En la previa del cotejo ante Bolivia por esta categoría, resulta evidente que los dirigidos por Fernando Nogara no son favoritos ante su rival, aunque este llega al torneo con grandes problemas. El cuerpo técnico comandado por Mauricio Soria recién asumió el mando el 27 de diciembre y tiene a cuestas menos de tres semanas de trabajo. Por si fuera poco, su mejor jugador, Sebastián Gamarra del equipo primavera del AC Milan, no va a estar presente por una pubalgia.

Ahora, pese a las autocríticas del propio comando técnico con respecto al nivel de sus jugadores, Soria señaló que el estado físico de sus dirigidos era “una vergüenza” y que el trabajo desarrollado hasta el momento era pésimo. Son cinco los futbolistas bolivianos que destacan del exterior: Henry Vaca (O’Higgins), Brandon Torrico (Elche), Limberg Gutiérrez (Nacional) y Bruno Miranda (Universidad de Chile). Detalle no menor por considerar y ponderar en el análisis previo.

Cuestión de categoría

Beto da Silva convirtió el gol del último triunfo de Perú ante Bolivia, en el Sudamericano Sub-20 de 2015. (Foto: AUF) 

Resulta curioso que buena parte de la prensa y de la afición peruana cataloguen los encuentros ante Bolivia como sencillos o de mero trámite cuando las estadísticas, al menos en la Sub-20, nos demuestran que no es así. En la categoría, los altiplánicos se constituyen como un verdugo recurrente de Perú, acaso comparable con Argentina o Brasil.

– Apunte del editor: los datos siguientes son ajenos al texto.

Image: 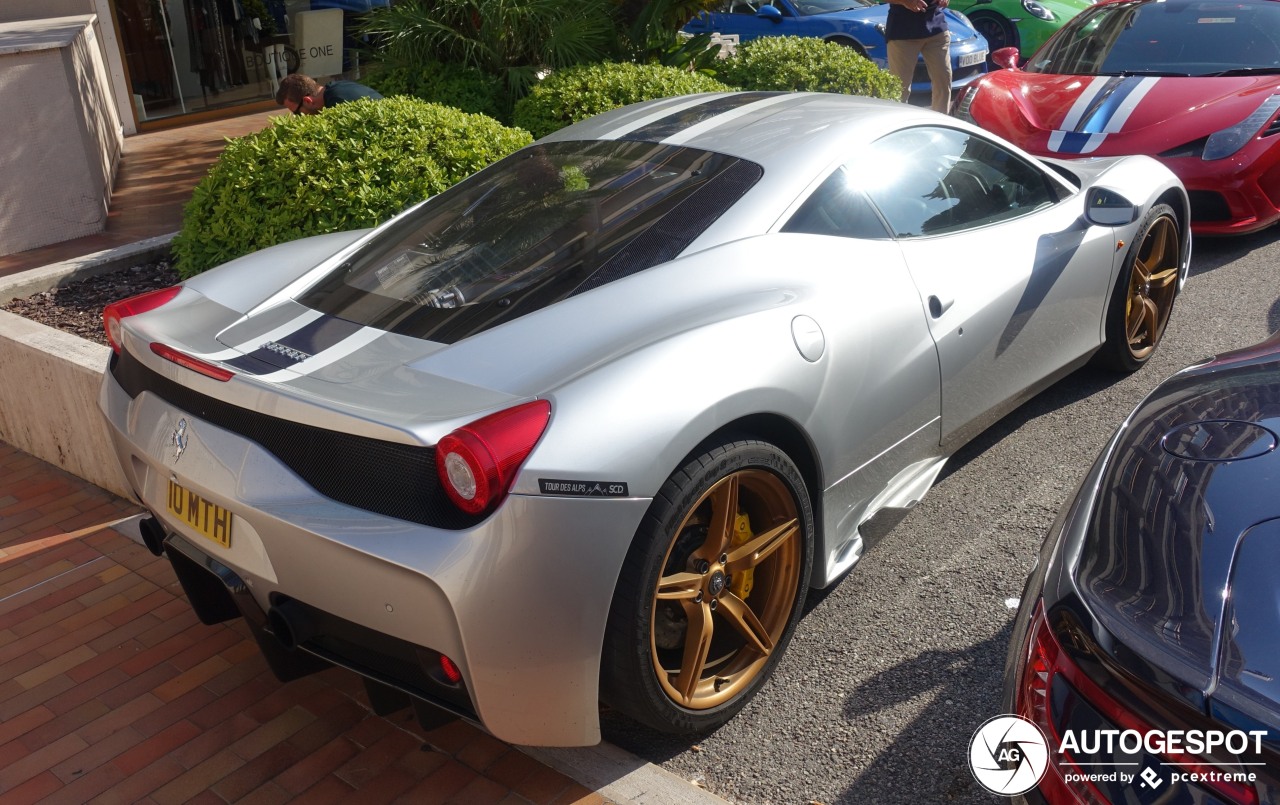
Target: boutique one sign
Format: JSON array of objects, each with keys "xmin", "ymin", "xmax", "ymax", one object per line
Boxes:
[{"xmin": 244, "ymin": 9, "xmax": 342, "ymax": 78}]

Otro aspecto por contemplar es que la ventaja boliviana en la Sub-20 también se explica por la generación dorada que surgió gracias al trabajo de la academia Tahuichi y que coincidió con los Sudamericanos jugados entre 1983 y 1995. Durante los ochenta e inicios de los noventa, la escuadra altiplánica vio fortalecidas sus divisiones menores menores, a diferencia de Perú que por aquellos años inició su ocaso en el surgimiento de nuevos talentos para sus selecciones. 

Pero más curioso resulta que este optimismo o favoritismo, según el ángulo con el que se quiera mirarlo, encuentra asidero si se revisa la categoría inferior, la Sub-17.


Desde la creación de la Sub-17 en 1985, peruanos y bolivianos también se han enfrentado en siete ocasiones. Pero aquí los números cambian favorablemente para la bicolor al registrarse cinco triunfos, un empate y apenas una derrota.

De aquí se desprenden cuestiones para analizar. La más resaltante es el hecho que existan tantas diferencias en ambas categorías. ¿Por qué Perú no sostiene su rendimiento ante Bolivia entre una Sub-17 y una Sub-20? Si se considera que ambos países tienen problemas de competitividad en menores -no por algo son los únicos en Sudamérica que nunca han asistido a un mundial Sub-20-, el problema pareciera ir más allá de los aspectos técnico y formativo.